Sunday, November 06, 2016

Mariology in writings of St John of the Cross

'Ordo Beatissimae Virginis Mariae de Monte Carmelo' - painting by Gregorio Fortis, Madrid. At the bottom of this painting it is written: "Order of the Blessed Virgin Mary of Mount Carmel. The Lady of Carmel saves us from eternal wailing and under her mantel souls find protection."

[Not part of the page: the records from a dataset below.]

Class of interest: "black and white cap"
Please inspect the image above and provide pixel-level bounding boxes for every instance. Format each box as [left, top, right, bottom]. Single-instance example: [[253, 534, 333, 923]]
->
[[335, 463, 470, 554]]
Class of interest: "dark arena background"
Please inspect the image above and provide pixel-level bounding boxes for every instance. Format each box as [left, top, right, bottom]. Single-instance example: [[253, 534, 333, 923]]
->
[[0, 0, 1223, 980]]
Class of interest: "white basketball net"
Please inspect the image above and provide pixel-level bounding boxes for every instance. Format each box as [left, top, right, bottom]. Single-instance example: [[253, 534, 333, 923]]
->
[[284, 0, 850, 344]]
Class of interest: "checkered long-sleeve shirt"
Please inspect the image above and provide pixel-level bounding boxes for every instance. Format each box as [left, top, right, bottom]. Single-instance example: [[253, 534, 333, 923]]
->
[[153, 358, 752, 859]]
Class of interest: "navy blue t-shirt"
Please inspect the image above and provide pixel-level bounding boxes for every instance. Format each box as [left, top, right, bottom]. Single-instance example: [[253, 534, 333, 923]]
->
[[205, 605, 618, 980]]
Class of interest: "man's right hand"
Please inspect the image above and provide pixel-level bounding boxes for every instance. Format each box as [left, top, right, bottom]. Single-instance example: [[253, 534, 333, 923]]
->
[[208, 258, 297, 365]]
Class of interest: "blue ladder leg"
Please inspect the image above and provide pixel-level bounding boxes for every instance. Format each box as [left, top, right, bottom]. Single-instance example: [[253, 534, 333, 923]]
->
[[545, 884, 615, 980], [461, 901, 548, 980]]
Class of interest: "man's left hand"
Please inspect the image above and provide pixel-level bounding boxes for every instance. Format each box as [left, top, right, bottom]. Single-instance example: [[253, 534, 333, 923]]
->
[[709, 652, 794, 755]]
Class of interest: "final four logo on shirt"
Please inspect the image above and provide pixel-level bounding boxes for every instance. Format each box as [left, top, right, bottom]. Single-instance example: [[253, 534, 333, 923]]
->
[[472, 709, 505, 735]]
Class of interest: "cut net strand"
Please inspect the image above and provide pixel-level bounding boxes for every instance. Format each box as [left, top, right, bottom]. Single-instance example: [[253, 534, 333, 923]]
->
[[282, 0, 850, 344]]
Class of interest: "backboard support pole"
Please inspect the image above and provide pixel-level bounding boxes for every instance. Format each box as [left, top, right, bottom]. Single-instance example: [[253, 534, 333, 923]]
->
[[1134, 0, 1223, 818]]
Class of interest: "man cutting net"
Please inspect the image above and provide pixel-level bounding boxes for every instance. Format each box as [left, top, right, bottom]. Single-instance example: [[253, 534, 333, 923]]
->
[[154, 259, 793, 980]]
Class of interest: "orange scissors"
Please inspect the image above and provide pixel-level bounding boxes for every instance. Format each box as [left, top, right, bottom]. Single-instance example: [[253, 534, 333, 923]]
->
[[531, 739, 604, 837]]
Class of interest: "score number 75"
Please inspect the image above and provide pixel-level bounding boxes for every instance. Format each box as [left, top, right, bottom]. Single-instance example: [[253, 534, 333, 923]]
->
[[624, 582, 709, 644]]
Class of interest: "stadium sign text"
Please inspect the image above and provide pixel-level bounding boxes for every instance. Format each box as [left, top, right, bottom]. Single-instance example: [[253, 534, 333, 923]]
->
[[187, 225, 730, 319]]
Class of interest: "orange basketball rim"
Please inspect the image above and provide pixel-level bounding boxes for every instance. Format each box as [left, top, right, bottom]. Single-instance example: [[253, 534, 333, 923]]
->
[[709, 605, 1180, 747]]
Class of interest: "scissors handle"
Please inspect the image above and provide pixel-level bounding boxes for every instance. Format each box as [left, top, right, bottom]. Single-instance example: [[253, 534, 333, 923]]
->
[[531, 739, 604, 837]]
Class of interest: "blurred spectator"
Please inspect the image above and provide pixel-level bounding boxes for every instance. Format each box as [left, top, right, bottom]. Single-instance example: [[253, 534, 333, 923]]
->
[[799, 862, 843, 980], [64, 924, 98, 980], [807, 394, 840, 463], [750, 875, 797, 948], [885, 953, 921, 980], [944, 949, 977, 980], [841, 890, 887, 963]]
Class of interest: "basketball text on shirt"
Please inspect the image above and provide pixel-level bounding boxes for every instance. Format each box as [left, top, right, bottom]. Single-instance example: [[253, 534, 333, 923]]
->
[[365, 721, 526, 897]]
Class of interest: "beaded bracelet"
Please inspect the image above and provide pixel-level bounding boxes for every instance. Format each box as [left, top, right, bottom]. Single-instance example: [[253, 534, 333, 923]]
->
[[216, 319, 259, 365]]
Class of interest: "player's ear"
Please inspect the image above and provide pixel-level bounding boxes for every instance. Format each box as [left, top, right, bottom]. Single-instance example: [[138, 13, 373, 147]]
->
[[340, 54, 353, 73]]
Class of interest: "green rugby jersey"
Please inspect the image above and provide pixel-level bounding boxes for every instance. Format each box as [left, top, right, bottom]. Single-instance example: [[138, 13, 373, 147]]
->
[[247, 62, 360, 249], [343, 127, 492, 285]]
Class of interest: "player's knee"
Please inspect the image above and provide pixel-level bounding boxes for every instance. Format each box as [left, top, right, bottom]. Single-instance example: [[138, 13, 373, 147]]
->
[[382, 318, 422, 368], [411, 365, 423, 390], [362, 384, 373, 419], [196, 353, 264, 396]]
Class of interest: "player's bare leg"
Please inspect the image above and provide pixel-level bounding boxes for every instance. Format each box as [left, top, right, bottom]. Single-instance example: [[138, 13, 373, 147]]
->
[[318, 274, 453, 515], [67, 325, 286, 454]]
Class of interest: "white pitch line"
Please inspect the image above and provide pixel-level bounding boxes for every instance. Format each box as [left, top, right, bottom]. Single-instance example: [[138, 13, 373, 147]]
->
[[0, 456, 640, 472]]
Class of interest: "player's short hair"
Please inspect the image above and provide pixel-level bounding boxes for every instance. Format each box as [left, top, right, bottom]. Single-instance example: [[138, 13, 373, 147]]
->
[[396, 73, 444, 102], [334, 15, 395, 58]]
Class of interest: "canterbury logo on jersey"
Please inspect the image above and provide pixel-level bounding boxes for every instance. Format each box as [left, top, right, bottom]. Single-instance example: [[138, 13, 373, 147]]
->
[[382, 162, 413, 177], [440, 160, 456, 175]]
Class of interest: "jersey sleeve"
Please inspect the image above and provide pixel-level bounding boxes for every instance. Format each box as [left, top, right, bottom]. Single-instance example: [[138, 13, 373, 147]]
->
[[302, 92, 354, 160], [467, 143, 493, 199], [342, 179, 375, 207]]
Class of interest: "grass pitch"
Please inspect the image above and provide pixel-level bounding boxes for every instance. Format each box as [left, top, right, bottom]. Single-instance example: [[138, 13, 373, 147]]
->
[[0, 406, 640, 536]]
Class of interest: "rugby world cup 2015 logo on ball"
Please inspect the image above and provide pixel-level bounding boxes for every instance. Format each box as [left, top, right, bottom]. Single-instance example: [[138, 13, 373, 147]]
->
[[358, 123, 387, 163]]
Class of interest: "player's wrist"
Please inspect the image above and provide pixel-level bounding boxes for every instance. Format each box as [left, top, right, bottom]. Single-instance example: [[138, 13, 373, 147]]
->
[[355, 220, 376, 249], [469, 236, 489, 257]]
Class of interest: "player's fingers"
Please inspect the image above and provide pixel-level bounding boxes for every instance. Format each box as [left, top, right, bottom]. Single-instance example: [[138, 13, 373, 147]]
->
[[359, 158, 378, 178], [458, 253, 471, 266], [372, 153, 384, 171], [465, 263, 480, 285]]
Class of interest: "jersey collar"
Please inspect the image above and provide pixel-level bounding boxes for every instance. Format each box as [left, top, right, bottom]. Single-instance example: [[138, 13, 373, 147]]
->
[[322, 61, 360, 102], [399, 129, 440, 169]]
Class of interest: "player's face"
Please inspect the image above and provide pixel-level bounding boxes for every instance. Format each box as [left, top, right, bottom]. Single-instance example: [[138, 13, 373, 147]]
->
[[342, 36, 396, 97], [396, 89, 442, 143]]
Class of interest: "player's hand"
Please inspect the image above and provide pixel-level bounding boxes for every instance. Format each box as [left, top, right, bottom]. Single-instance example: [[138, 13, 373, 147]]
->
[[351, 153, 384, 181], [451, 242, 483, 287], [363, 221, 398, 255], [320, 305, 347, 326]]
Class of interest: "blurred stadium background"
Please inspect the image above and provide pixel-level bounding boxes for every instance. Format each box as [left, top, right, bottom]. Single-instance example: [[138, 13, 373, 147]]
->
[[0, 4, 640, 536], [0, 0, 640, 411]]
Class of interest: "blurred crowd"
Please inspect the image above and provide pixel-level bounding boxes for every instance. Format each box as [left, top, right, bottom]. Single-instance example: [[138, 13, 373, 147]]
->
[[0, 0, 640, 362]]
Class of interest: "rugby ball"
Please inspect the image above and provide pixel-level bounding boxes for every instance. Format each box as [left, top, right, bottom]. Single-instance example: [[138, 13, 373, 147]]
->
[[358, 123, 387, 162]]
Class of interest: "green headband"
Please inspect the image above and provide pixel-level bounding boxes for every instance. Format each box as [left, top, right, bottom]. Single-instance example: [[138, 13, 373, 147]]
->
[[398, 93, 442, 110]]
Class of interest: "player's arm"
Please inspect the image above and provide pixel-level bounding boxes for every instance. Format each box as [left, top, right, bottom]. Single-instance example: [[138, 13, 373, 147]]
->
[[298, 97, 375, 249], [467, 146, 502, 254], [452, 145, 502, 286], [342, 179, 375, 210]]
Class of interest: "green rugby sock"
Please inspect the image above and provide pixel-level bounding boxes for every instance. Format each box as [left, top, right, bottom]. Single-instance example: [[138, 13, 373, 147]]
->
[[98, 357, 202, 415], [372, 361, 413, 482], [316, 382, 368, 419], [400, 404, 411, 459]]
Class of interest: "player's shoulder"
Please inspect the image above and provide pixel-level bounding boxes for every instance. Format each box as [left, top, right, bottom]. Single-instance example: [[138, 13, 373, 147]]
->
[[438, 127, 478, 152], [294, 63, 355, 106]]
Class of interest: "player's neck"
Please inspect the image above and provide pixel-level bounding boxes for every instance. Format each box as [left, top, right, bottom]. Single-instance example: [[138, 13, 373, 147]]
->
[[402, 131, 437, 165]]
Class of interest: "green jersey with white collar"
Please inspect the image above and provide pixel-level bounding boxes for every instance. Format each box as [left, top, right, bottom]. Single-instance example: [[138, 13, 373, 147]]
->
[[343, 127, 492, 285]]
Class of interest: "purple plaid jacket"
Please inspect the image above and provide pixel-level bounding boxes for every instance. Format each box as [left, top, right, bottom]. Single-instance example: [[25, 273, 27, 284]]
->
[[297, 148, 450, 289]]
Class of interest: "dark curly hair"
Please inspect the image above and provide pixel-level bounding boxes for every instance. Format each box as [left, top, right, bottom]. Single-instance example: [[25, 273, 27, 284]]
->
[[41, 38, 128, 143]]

 In the essay entitled 'MARY AND THE HOLY SPIRIT IN THE WRITINGS OF JOHN OF THE CROSS' by Emmanuel J. Sullivan, O.C.D. (click on the post's title to read the whole text under Carmelite Studies 6) we find the list of references to Mary in the writings of St John of the Cross. The first is the Ascent of Mount Carmel, and is considered the most fundamental and significant of John's Marian texts: "God alone moves these souls [who have reached habitual union with God] toward those works that are in harmony with his will and ordinance, and they cannot be moved toward others. Thus the works and prayer of these souls always produce their effect. Such were the prayer and the works of our Lady, the most glorious Virgin Raised from the very beginning to this high estate, she never had the form of any creature impressed in her soul, nor was she moved by any, for she was always moved by the Holy Spirit." (Ascend of Mt Carmel 3:2, 10). John affirms that in the state of union: all the operations of the memory and the other faculties are divine. God now possesses these faculties as their complete lord because of their transformation in him. And consequently it is He who divinely moves and commands them according to His divine spirit and will. [In this state] the operations of the soul united with God are of the divine Spirit and are divine. For John, souls in this state "perform only fitting and reasonable works and none that are not so. For God's Spirit makes them know what must be known and ignore what must be ignored, remember what ought to be remembered with or without forms and forget what ought to be forgotten, and makes them love what they ought to love, and keeps them from loving what is not in God." Precisely because "God alone moves these souls" to do the works in harmony with his will and ordinance, they cannot be moved toward other works. "Thus the works and the prayers of these souls always produce their effect" (A, 3:2, 10).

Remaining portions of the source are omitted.